Yalnız olmak, kötülerle oturmaktan daha iyidir!

04/05/2021 Salı Köşe yazarı V.T

"Âlimler ve hikmet sahipleri ile oturup kalk. Kötülük ve günah işleyen kimselerden uzak kal.

 

Muhammed bin Abdullâh el-Ensârî hazretleri hadîs âlimidir.118 (m. 736)’de doğdu. Genç yaşta ilim tahsiline baş­ladı ve pek çok âlimden hadis dinledi, riva­yette bulundu. Kendisinden hadis rivayet edenler çoktu. 214 (m. 829)’da Bas­ra'da vefat etti. Buyurdu ki:

Resûlullah efendimiz (sallallahü aleyhi ve sellem) buyurdu ki: “İstediğin gibi yaşa. Ama mutlaka öleceksin. İstediğini yap. Ama mutlaka karşılığını göreceksin.”

“Allahü teâlâ, tevâzu eden kimseyi yükseltir, kibirli kimseyi de alçaltır.”

“Âlimler ve hikmet sahipleri ile oturup kalk. Kötülük ve günah işleyen kimselerden uzak kal.”

“Yalnız olmak, kötü kimse ile oturmaktan daha iyidir.”

“Kul kardeşine yardım ettiği müddetçe, Allahü teâlâ o kuluna yardım eder.”

“Mücâhid, Allahü teâlâya itaat husûsunda nefsi ile mücâdele edendir.”
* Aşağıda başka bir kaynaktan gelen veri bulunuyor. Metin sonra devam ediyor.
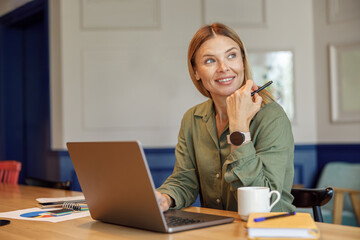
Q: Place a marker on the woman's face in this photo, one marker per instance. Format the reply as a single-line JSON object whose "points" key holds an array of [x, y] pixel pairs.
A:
{"points": [[219, 65]]}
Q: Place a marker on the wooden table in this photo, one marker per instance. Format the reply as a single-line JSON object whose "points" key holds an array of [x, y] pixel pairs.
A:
{"points": [[13, 197]]}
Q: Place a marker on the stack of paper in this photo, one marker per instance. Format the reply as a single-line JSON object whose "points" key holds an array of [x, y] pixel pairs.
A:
{"points": [[300, 225]]}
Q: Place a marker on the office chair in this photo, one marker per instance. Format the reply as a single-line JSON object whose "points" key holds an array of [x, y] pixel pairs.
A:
{"points": [[9, 171], [47, 183], [312, 198]]}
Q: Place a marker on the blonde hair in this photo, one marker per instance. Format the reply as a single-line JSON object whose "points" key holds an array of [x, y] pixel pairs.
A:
{"points": [[205, 33]]}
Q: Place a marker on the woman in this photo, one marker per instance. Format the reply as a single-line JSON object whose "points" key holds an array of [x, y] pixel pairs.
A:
{"points": [[232, 139]]}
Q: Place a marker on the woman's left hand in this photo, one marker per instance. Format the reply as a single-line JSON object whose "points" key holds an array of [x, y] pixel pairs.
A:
{"points": [[242, 107]]}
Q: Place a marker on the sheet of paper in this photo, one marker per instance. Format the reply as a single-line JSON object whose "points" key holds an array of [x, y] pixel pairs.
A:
{"points": [[67, 199], [38, 214]]}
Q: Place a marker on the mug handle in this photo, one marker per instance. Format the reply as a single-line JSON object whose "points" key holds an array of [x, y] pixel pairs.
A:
{"points": [[277, 199]]}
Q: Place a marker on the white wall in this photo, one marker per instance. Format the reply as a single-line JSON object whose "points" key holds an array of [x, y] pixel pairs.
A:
{"points": [[120, 75], [335, 22]]}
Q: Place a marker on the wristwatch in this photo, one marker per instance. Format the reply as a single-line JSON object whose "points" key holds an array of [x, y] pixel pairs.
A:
{"points": [[237, 138]]}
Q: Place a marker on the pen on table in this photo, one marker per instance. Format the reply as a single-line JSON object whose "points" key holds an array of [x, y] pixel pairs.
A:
{"points": [[261, 88], [272, 217]]}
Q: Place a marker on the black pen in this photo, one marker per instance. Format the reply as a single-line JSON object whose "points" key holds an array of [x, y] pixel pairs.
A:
{"points": [[261, 88], [276, 216]]}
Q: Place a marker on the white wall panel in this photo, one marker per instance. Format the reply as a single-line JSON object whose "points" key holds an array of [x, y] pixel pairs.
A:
{"points": [[121, 81], [238, 13], [112, 14], [340, 11]]}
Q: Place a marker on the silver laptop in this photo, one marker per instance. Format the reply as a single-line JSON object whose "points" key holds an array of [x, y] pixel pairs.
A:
{"points": [[118, 188]]}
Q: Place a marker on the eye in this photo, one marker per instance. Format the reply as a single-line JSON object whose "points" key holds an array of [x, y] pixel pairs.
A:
{"points": [[233, 55], [210, 60]]}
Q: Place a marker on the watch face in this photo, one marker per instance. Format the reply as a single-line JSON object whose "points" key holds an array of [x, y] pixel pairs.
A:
{"points": [[237, 138]]}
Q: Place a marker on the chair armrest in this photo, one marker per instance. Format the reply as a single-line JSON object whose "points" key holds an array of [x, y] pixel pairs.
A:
{"points": [[310, 197]]}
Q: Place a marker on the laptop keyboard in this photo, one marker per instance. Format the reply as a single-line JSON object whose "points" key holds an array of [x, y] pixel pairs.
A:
{"points": [[173, 221]]}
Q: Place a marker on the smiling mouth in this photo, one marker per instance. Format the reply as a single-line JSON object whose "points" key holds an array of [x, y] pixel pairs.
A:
{"points": [[225, 80]]}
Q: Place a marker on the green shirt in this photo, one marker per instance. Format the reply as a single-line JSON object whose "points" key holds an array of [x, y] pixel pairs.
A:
{"points": [[205, 166]]}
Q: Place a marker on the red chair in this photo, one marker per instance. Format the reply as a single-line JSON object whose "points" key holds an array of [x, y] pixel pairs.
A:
{"points": [[9, 171]]}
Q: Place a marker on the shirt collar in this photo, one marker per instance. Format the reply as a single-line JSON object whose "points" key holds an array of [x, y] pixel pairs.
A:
{"points": [[205, 110]]}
“Ey insanlar! En doğru söz, Allahü teâlânın kelâmıdır. En güvenilir tutunulacak şey, takvâdır. En hayırlı yol, Muhammed’in (aleyhisselâm) yoludur. En şerefli söz, Allahü teâlâyı anmaktır, işlerin en hayırlısı azîmetlerdir. İşlerin en kötüsü, dinde sonradan meydana çıkarılan ve dinden olmayan bid’atlerdir. En güzel yol, Peygamberlerin yoludur. En güzel ölüm, şehitlerin ölümüdür. En kötü dalâlet, hidâyete kavuştuktan sonraki dalâlettir. En hayırlı amel, faydalı olandır. En kötü körlük, kalb körlüğüdür. Veren el, alan elden hayırlıdır. Az ve yeterli olan şey, çok fakat, Allahü teâlâyı unutturan şeyden hayırlıdır. En kötü pişmanlık, kıyâmet günündeki pişmanlıktır. Hikmetin başı, Allahü teâlâdan korkmaktır. En hayırlı zenginlik, gönül zenginliğidir. Kalbe ilkâ olunan (konulan) şeylerin en hayırlısı yakîndir. İçki büyük günahtır. En kötü kazanç ribâdır (faizdir). En kötü yiyecek, yetimin malını yemektir, işlerin özü, neticeleridir. En kötü rivâyet, yalanı rivâyet etmektir. Gelecek olan (olacağı muhakkak olan) her şey yakın sayılır. Müminin sövmesi fısktır. Mümin kardeşinin etini yemek (onu gıybet etmek), Allahü teâlâya karşı gelmektir. Kim birisini bağışlarsa, Allahü teâlâ da onu bağışlar. Kim kızgınlığını yenerse, Allahü teâlâ onu mükâfatlandırır. Allahü teâlâ, kendisine âsi olana azâb eder. Ben Arab'ın en fasihiyim (sözü açık ve düzgün olup hatâdan uzak olan kimsesiyim). Bana cevâmi’ul-kelim (az bir söz ile çok şeyler anlatmak husûsiyeti) verildi.”